La Sala IV de la Cámara de Casación Penal desestimó las denuncias del interventor Mariano Pirozzo y validó las medidas de fuerza realizadas en 2025.
La Sala IV de la Cámara de Casación Penal declaró la inexistencia de delito en las protestas realizadas durante 2025 por trabajadores del Hospital Garrahan. El tribunal sostuvo que “el magistrado instructor resolvió desestimar las actuaciones por inexistencia de delito”, ratificando lo que había expresado el juez Herman Mendel en la Justicia del Trabajo: “protestar no es delito”.
La resolución desestima las denuncias presentadas por el interventor Mariano Pirozzo, quien había acusado a los trabajadores de coacción, resistencia a la autoridad y usurpación, y había abierto sumarios administrativos contra 40 empleados, incluida la secretaria general de la Asociación de Profesionales y Técnicos (APyT), Norma Lezana.
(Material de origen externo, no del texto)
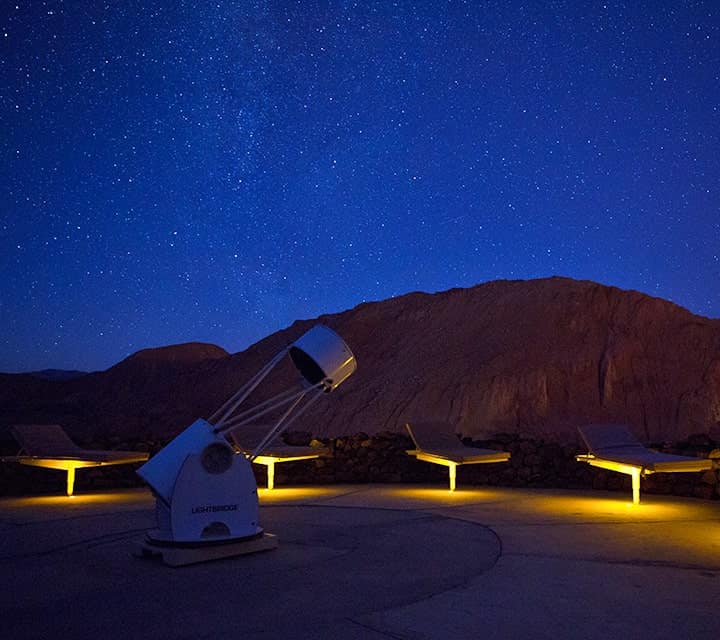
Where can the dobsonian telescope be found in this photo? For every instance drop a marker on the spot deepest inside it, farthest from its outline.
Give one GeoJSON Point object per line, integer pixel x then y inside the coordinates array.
{"type": "Point", "coordinates": [205, 490]}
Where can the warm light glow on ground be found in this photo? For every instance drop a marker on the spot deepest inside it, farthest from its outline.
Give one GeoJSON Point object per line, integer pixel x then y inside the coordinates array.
{"type": "Point", "coordinates": [120, 497]}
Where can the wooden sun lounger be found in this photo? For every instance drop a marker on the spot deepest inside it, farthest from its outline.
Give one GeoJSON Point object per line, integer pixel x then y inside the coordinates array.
{"type": "Point", "coordinates": [248, 437]}
{"type": "Point", "coordinates": [436, 442]}
{"type": "Point", "coordinates": [47, 445]}
{"type": "Point", "coordinates": [614, 447]}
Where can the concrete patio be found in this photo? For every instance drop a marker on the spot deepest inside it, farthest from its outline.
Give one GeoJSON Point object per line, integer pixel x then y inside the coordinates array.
{"type": "Point", "coordinates": [374, 561]}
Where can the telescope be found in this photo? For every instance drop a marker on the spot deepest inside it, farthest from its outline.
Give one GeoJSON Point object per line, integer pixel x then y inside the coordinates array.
{"type": "Point", "coordinates": [205, 491]}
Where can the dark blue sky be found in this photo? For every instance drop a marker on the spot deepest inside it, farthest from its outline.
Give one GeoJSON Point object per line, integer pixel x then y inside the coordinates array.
{"type": "Point", "coordinates": [213, 171]}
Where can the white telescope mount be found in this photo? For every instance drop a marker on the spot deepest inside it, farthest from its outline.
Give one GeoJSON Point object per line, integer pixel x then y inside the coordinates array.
{"type": "Point", "coordinates": [205, 490]}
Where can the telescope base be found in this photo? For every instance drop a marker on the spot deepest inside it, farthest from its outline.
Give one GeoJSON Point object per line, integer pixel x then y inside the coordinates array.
{"type": "Point", "coordinates": [183, 553]}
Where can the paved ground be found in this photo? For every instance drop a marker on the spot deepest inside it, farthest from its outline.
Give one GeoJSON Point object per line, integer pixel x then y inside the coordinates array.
{"type": "Point", "coordinates": [373, 562]}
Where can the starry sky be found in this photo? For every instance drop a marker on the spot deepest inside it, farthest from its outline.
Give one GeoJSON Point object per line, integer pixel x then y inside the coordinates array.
{"type": "Point", "coordinates": [213, 171]}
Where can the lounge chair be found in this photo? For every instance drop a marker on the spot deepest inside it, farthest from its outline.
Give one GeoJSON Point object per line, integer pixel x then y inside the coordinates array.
{"type": "Point", "coordinates": [614, 447]}
{"type": "Point", "coordinates": [47, 445]}
{"type": "Point", "coordinates": [436, 442]}
{"type": "Point", "coordinates": [248, 437]}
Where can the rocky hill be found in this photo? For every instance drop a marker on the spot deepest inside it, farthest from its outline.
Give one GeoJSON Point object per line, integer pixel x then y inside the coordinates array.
{"type": "Point", "coordinates": [531, 357]}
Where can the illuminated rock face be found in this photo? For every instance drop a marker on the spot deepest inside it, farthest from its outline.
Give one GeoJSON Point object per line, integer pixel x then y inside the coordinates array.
{"type": "Point", "coordinates": [531, 357]}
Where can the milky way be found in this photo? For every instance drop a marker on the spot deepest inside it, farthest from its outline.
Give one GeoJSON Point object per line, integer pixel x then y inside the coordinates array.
{"type": "Point", "coordinates": [175, 172]}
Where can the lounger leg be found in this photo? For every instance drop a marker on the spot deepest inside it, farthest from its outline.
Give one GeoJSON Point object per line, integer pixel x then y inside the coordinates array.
{"type": "Point", "coordinates": [452, 469]}
{"type": "Point", "coordinates": [636, 485]}
{"type": "Point", "coordinates": [70, 480]}
{"type": "Point", "coordinates": [271, 475]}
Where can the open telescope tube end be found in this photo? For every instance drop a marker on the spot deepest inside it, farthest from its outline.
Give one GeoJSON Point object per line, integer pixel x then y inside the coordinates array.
{"type": "Point", "coordinates": [322, 358]}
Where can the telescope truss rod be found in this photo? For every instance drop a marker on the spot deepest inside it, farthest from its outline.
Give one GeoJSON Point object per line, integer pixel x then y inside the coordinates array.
{"type": "Point", "coordinates": [239, 396]}
{"type": "Point", "coordinates": [246, 417]}
{"type": "Point", "coordinates": [280, 424]}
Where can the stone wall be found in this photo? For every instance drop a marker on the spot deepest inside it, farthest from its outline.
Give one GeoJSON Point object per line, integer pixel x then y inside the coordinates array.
{"type": "Point", "coordinates": [381, 458]}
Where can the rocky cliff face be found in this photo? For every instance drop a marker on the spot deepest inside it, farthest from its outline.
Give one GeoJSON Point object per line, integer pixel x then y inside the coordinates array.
{"type": "Point", "coordinates": [535, 358]}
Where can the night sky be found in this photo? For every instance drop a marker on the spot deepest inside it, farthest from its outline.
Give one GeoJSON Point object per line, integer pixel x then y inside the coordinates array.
{"type": "Point", "coordinates": [213, 171]}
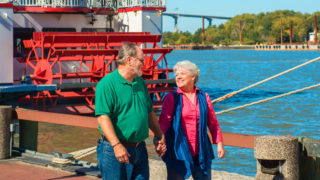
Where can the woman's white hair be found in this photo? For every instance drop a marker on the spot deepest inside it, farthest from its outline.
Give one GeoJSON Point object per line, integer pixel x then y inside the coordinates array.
{"type": "Point", "coordinates": [190, 67]}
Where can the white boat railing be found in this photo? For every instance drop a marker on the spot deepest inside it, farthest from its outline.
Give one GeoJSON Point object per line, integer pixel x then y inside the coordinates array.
{"type": "Point", "coordinates": [91, 3]}
{"type": "Point", "coordinates": [140, 3]}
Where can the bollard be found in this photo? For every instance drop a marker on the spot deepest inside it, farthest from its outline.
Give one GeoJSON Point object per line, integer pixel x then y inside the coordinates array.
{"type": "Point", "coordinates": [5, 120]}
{"type": "Point", "coordinates": [277, 157]}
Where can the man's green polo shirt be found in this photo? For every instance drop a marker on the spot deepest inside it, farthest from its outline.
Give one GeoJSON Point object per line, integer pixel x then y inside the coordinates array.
{"type": "Point", "coordinates": [127, 105]}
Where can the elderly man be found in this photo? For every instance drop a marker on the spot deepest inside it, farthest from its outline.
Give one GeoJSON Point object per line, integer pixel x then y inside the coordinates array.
{"type": "Point", "coordinates": [125, 114]}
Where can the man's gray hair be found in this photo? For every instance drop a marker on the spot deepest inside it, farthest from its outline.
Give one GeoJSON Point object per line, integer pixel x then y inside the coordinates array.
{"type": "Point", "coordinates": [126, 50]}
{"type": "Point", "coordinates": [190, 67]}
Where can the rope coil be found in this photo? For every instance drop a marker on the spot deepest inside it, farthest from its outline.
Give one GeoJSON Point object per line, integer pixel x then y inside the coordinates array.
{"type": "Point", "coordinates": [74, 156]}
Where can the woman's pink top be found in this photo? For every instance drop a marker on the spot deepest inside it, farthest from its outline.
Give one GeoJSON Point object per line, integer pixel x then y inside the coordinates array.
{"type": "Point", "coordinates": [190, 120]}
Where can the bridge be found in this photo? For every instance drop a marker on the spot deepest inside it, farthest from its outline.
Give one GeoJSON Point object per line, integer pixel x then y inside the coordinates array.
{"type": "Point", "coordinates": [175, 16]}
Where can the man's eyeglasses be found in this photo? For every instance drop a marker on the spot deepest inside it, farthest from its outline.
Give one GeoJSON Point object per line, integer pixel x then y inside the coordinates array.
{"type": "Point", "coordinates": [141, 60]}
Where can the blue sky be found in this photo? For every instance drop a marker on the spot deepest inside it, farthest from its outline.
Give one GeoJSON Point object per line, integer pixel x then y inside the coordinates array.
{"type": "Point", "coordinates": [229, 8]}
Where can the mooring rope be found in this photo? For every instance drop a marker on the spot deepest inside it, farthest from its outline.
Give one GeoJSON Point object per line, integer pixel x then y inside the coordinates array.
{"type": "Point", "coordinates": [260, 82]}
{"type": "Point", "coordinates": [74, 156]}
{"type": "Point", "coordinates": [268, 99]}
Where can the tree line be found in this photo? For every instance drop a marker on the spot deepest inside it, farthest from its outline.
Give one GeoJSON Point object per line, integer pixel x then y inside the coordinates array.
{"type": "Point", "coordinates": [255, 29]}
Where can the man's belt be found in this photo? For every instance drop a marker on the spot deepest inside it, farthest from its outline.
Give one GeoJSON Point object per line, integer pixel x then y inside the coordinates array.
{"type": "Point", "coordinates": [127, 143]}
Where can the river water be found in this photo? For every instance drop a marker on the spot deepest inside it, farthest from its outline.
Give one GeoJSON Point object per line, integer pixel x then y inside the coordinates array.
{"type": "Point", "coordinates": [224, 71]}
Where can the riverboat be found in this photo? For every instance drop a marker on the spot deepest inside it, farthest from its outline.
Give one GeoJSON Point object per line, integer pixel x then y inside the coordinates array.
{"type": "Point", "coordinates": [55, 51]}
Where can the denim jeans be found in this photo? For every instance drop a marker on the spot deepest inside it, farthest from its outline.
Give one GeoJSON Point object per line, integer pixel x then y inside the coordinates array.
{"type": "Point", "coordinates": [112, 169]}
{"type": "Point", "coordinates": [197, 174]}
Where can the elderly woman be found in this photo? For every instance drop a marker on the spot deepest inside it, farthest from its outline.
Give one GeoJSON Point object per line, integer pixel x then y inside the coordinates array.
{"type": "Point", "coordinates": [184, 119]}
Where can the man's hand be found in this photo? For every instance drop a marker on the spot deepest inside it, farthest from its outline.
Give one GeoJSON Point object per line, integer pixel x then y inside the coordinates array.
{"type": "Point", "coordinates": [160, 145]}
{"type": "Point", "coordinates": [121, 153]}
{"type": "Point", "coordinates": [220, 150]}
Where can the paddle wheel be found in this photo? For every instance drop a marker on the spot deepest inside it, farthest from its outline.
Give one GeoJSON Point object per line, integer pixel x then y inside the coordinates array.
{"type": "Point", "coordinates": [76, 61]}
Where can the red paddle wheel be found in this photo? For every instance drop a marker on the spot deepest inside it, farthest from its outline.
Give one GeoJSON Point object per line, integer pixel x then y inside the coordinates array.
{"type": "Point", "coordinates": [76, 61]}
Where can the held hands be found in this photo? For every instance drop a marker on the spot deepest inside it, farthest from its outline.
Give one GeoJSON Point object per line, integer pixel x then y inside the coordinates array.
{"type": "Point", "coordinates": [121, 153]}
{"type": "Point", "coordinates": [220, 150]}
{"type": "Point", "coordinates": [160, 145]}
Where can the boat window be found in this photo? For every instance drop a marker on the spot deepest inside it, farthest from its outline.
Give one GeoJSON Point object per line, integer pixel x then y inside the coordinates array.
{"type": "Point", "coordinates": [20, 34]}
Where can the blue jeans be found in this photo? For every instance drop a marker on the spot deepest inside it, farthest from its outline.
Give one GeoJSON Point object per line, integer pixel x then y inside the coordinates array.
{"type": "Point", "coordinates": [112, 169]}
{"type": "Point", "coordinates": [197, 174]}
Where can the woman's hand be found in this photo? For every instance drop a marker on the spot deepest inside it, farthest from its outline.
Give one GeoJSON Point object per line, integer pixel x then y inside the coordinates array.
{"type": "Point", "coordinates": [160, 145]}
{"type": "Point", "coordinates": [220, 150]}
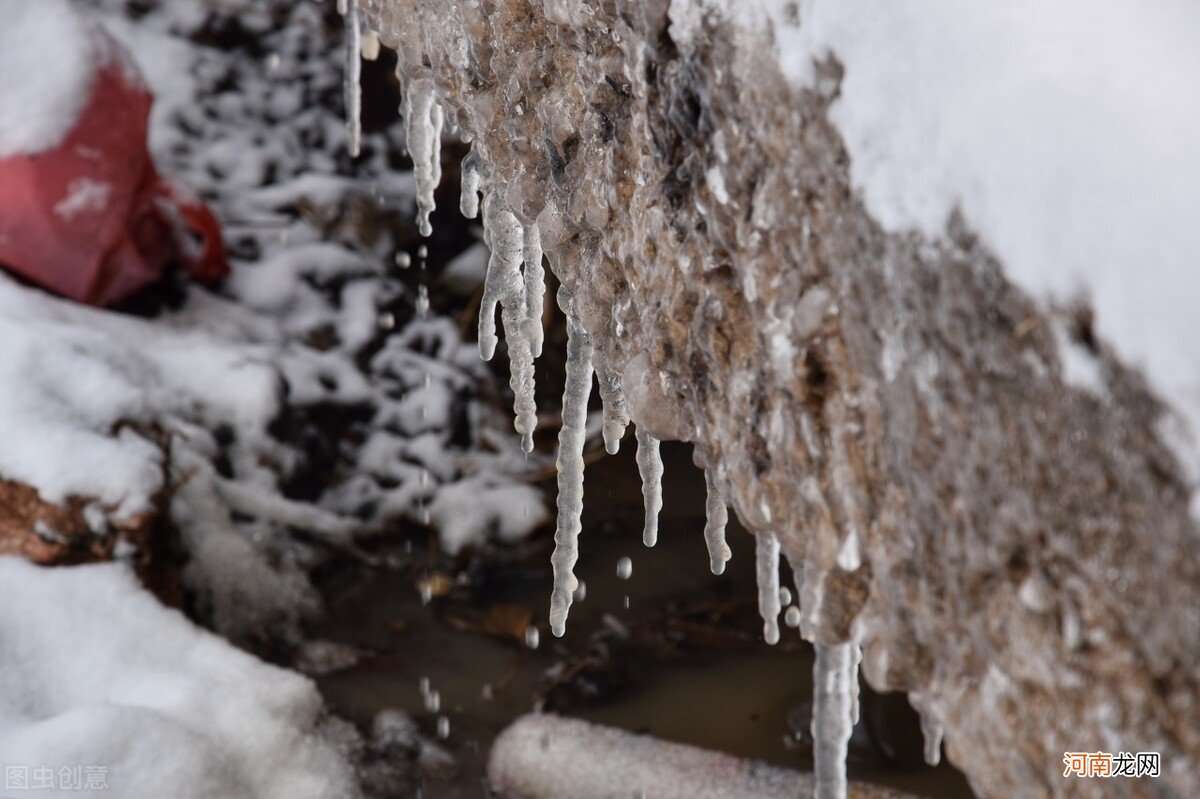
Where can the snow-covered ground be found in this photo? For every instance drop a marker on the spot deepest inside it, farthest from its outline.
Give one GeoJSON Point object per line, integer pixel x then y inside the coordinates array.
{"type": "Point", "coordinates": [213, 402]}
{"type": "Point", "coordinates": [105, 690]}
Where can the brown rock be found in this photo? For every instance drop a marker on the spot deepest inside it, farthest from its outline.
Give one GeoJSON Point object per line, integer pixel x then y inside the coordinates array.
{"type": "Point", "coordinates": [1031, 569]}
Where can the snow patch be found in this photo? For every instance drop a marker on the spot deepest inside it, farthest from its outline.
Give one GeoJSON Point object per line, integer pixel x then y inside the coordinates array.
{"type": "Point", "coordinates": [47, 61]}
{"type": "Point", "coordinates": [94, 671]}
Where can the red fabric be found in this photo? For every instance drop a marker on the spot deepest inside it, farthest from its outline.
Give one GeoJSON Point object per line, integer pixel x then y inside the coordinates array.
{"type": "Point", "coordinates": [91, 218]}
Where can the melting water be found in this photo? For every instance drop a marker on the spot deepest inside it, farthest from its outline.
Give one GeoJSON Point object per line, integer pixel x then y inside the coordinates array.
{"type": "Point", "coordinates": [678, 672]}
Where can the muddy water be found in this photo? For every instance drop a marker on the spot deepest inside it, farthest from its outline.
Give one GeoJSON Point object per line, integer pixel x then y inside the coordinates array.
{"type": "Point", "coordinates": [673, 650]}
Desde APyT manifestaron: “Acá se dejó en claro que no hubo ningún delito en las protestas llevadas adelante por el equipo de salud del Hospital, a lo largo de todo el año pasado”. Lezana afirmó que estos fallos ratifican que “la protesta es un derecho que tenemos y debemos ejercer los trabajadores, las trabajadoras y quienes tenemos la responsabilidad de representar a nuestros compañeros y compañeras desde los sindicatos”.
El fallo también reabre la investigación de la jueza María Servini, quien tomará intervención en el proceso sumarial. Lezana había denunciado un hostigamiento por parte de Pirozzo, a quien calificó como “lo peor que le pasó a este Hospital desde su fundación”. La dirigente recordó que los trabajadores lograron un 61% de aumento salarial tras meses de reclamo y que la respuesta de la dirección fue la apertura de sumarios que filtraban información reservada.
“Luchar sirve y estos fallos ratifican que no es delito”, concluyó Lezana. La decisión de la Sala IV de la Cámara de Casación Penal exime de responsabilidad penal a los trabajadores del Garrahan.